A movement at a time, yes! You can put it all together when you're in the mood. In the theatre, the concert hall, it's different. You're trapped. There are no distractions. You've paid.

It's also good to just listen to what you can and when you're mind wonders, just stop. Gradually you familiarise yourself with the whole music, and it all works out fine. I had that experience with Schoenberg's third quartet, and Ferneyhough's 6th quartet. Right now I'm exploring Titelouze's organ music in a similar way.

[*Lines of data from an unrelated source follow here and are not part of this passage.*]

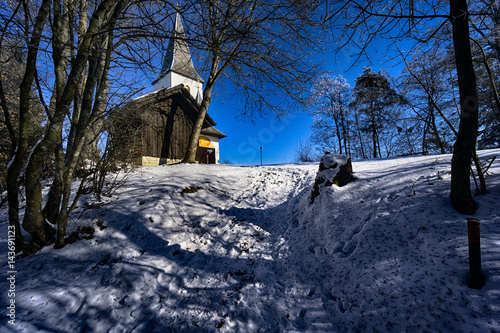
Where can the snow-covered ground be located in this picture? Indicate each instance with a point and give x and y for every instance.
(195, 248)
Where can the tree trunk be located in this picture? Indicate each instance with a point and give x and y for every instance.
(464, 148)
(17, 163)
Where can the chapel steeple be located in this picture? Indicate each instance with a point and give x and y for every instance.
(178, 65)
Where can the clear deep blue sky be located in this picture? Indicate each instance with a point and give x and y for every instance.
(278, 138)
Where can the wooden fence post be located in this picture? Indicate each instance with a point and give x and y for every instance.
(476, 277)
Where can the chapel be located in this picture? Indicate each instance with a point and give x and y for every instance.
(155, 128)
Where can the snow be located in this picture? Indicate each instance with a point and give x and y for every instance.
(245, 251)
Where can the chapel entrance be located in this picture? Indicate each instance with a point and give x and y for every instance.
(206, 151)
(206, 155)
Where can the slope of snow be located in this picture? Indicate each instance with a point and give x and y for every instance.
(194, 248)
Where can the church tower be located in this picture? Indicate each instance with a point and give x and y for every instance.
(178, 65)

The experience of listening to music reminds me of learnng to nderstand people speak a foreign language. You need to focus so much at first that you can only do it for short periods of time. But little by little it becomes easier to follow, less fatiguing, more natural.


----------



## julianoq (Jan 29, 2013)

science said:


> Everybody's mind wanders, no matter what you're doing. Listening to music is a lot like meditation. When you realize your mind has wandered, just come back to the music without stress or blame or anything. The music is for you, not you for the music.


Great tip.

Another thing that I do that is also related to meditation is to focus your attention in your inner body while listening to music. You can first try to feel one of your hands (you have to really sense it, thinking about it does not work), then both hands, than the hands and the feet at the same time. When you do that, you prevent your mind from useless wandering (or at least reduces it a lot) and it makes listening to music an outstanding experience because you prevent your mind from always trying to anticipate/rationalize what you are listening.

This technique actually works for many things other than music. If you focus on your inner body when talking to someone you are able to give full attention to the person and prevent your mind to be thinking about your next phrase or anything else while listening to her.


----------



## Richannes Wrahms (Jan 6, 2014)

Add a few drops of sulfuric 9 M to catalyze the reaction.


----------



## hpowders (Dec 23, 2013)

Mahlerian said:


> The human attention span can easily go for two-four hours. If you're not used to simply listening, though, it may take time to get it up to that level. Find what works for you to keep you invested in the music.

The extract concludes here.